A longtime opponent of curbside recycling, Baker said Pinellas County removed one of his two major objections — the cost — by offering to pay for it. He said his staff will tackle his other objection — increased pollution from trucks picking up recyclable materials.
"We all want the same things for the environment," Baker said. "The county solved the money problem, and I'm becoming more convinced that there are ways of addressing these greenhouse issues."
When curbside recycling will start remains undecided. The county, which favors weekly collection, wants to have a program in place within a year.
Baker said he supports monthly curbside collection but could embrace weekly collections if his environmental concerns are addressed.
Possible solutions include planting trees to offset carbon emissions and buying trucks powered by natural gas, Baker said.
County officials applauded Baker's announcement. "It is very desirable to have them go along," said Andy Fairbanks, the county's Waste Reduction Program supervisor. "If Mayor Baker wants to plant trees in addition, that's great."
City Council Chairman Jamie Bennett called the mayor's decision "very exciting.'' "What this means is curbside recycling in one form or another is going to happen," Bennett said.
The only areas in Pinellas without curbside recycling now are St. Petersburg, Madeira Beach and unincorporated areas. Madeira Beach supports the county's proposal.
The county proposes spending $7.2-million in annual surplus sanitation revenue to expand curbside recycling countywide. The 21 cities that now provide the service would be reimbursed.
The county contends curbside recycling is a greener alternative to collection centers. An estimated 4.8-million gallons of gas would be saved if 440 tons of recyclable material were picked up curbside instead of at collection centers, the county estimates. Greenhouse gas emissions would be reduced by 20,900 metric tons, the equivalent of removing 16,600 passenger cars from the road.
Baker supports a compromise proposed by council member Karl Nurse calling for seasonal weekly yard-waste collection and monthly curbside collection of other recyclables.

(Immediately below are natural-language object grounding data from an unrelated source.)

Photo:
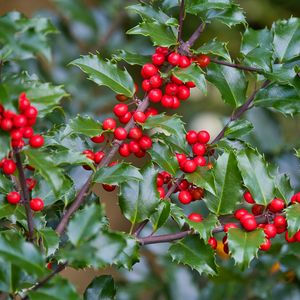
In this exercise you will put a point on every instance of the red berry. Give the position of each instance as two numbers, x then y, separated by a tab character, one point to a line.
189	166
203	61
155	95
248	197
9	167
120	109
194	217
120	133
98	156
158	59
109	124
266	245
213	242
183	92
276	205
174	58
36	204
203	137
199	149
185	197
149	70
13	197
98	139
36	141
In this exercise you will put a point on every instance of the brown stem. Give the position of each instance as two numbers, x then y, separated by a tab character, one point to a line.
236	66
105	161
24	194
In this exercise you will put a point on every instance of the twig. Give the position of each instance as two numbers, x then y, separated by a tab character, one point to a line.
236	66
25	194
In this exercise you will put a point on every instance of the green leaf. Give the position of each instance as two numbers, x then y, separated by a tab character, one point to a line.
163	156
85	224
243	246
292	216
193	73
279	97
101	288
106	73
21	253
56	289
131	58
160	34
117	174
193	252
238	129
227	188
138	199
286	39
86	126
231	83
256	177
46	167
205	227
214	47
161	215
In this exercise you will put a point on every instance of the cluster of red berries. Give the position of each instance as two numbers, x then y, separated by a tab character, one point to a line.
198	142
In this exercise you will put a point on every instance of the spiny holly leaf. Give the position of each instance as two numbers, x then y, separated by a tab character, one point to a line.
230	82
138	199
160	34
85	224
161	215
193	73
214	47
163	156
283	98
238	129
293	218
58	288
286	39
46	167
227	188
17	251
256	177
243	246
106	73
193	252
86	126
205	227
117	174
102	287
131	58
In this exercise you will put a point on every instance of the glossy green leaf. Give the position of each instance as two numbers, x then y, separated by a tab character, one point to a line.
193	73
193	252
243	246
227	188
117	174
293	218
280	97
286	38
106	73
85	224
86	126
230	82
101	288
255	175
205	227
163	156
138	199
160	34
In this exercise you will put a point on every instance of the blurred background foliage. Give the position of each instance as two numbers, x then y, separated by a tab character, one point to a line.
90	26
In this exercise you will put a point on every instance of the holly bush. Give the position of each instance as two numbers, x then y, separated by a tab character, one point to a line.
243	207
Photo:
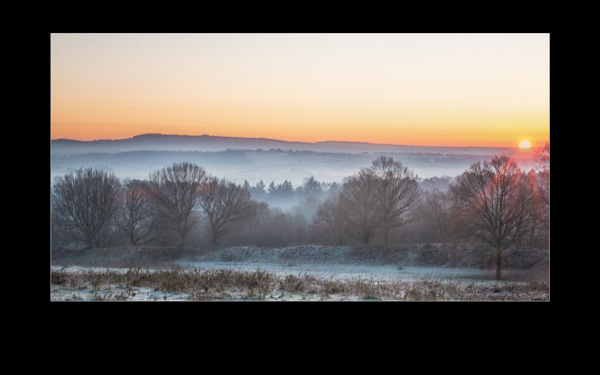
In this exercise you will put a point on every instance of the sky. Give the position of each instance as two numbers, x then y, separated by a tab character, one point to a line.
488	90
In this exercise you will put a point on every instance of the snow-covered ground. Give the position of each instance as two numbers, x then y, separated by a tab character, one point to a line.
421	277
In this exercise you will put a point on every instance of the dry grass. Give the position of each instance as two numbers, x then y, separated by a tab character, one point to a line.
227	284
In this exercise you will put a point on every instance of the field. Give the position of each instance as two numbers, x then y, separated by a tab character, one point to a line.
291	274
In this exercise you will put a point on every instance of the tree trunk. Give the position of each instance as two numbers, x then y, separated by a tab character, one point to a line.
498	264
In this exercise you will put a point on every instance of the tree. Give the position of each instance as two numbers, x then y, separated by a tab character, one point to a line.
225	203
495	201
135	217
397	192
86	201
330	220
543	185
175	193
358	200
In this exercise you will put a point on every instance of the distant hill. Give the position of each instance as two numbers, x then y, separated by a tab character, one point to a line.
208	143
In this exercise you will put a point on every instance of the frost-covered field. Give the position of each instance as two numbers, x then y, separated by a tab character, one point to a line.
233	281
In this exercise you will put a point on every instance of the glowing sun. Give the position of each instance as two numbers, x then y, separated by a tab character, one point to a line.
524	144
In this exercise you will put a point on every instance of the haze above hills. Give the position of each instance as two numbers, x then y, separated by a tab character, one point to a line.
255	159
208	143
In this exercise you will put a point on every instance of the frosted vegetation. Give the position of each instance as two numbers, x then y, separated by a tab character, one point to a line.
222	240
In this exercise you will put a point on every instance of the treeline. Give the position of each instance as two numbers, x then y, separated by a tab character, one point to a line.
494	203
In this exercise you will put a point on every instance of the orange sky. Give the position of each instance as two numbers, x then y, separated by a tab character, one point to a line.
420	89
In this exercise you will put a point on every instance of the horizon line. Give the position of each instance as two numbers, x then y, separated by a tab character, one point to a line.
269	139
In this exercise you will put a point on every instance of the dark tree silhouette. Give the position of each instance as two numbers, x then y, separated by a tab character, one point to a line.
496	204
86	201
225	203
176	193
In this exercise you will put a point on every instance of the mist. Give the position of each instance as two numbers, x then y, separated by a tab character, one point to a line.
316	209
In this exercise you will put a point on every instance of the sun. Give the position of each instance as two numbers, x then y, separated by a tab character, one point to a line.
524	144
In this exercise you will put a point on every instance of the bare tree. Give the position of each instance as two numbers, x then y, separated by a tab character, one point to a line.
135	217
225	203
86	201
397	192
495	201
330	220
358	200
175	193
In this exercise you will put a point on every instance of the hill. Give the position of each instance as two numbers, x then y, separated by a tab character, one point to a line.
208	143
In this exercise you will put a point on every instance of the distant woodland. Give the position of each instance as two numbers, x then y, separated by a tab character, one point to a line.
493	203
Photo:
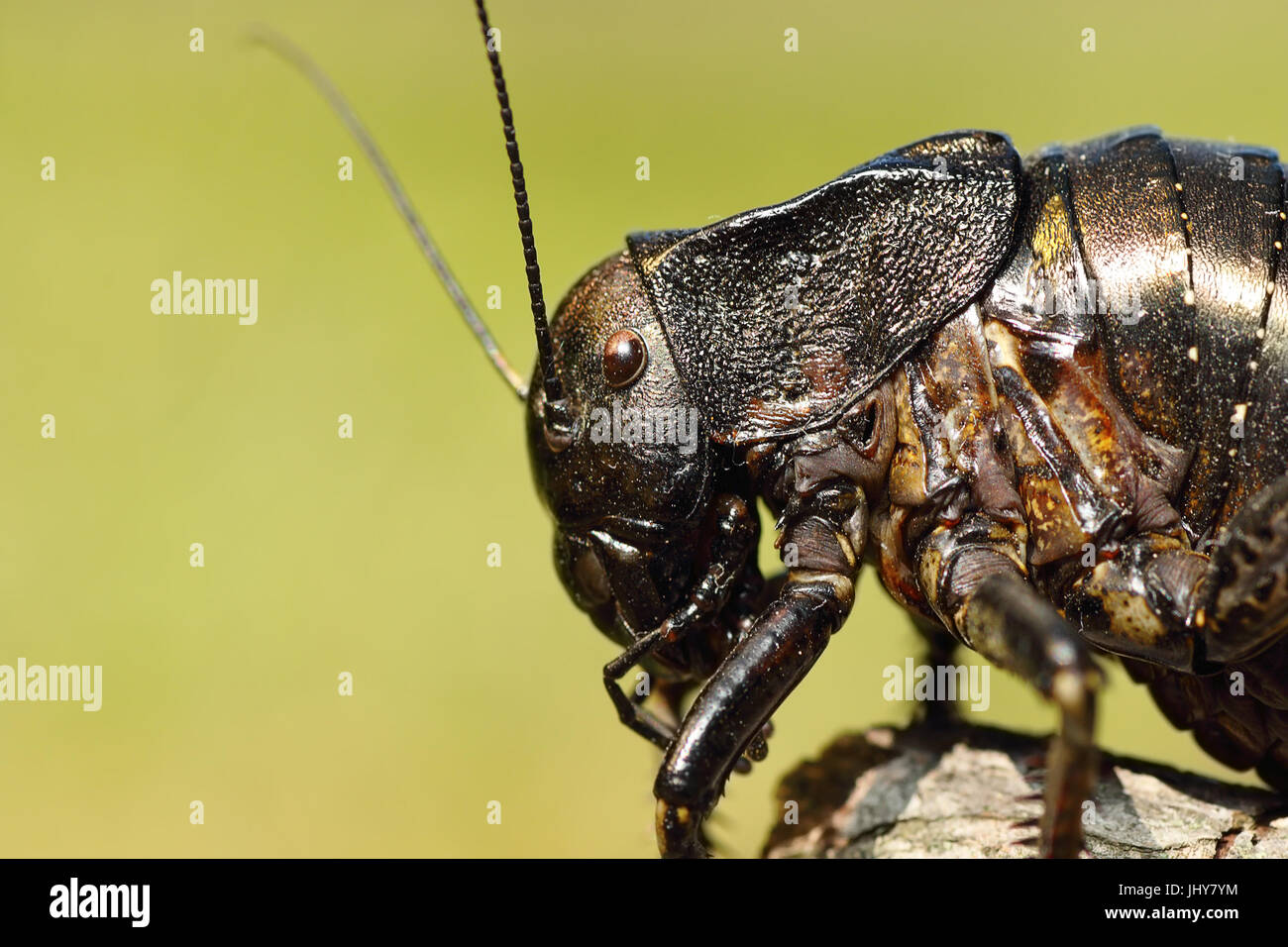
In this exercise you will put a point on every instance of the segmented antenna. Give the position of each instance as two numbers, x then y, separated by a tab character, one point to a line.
545	354
320	80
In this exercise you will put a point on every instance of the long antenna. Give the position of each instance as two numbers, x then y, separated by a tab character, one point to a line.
320	80
545	354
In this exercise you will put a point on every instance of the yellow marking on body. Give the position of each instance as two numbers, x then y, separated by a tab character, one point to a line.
1052	239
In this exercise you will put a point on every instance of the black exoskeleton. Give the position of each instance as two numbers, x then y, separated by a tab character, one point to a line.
1046	399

The county has not said whether it will pay for yard waste recycling, but Baker will push for it. "I'm just going to negotiate for the best deal. It's the county's decision," Baker said.
St. Petersburg is the largest city in Florida without curbside collection, a fact that has shadowed Baker since he took office in 2001.
In recent years, he worked to build a reputation as a pragmatic, statewide leader on green issues. Baker is chairman of the Century Commission for a Sustainable Florida and vice chairman of Gov. Charlie Crist's climate change team. And St. Petersburg was designated the first "Green City" by the Florida Green Building Coalition last year.
But as recently as two weeks ago, a sanitation supervisor explained the county's proposal to an aide to the mayor and wrote: "the mayor … is against this.''
And Baker still questions the environmental benefits of curbside collection. Although he concedes he cannot prove it, Baker says curbside recycling is more polluting than collection centers because it requires more trucks.
"I don't know how you would measure that," he said. "On the other hand, could you really measure what recycling is doing to make the Earth better?"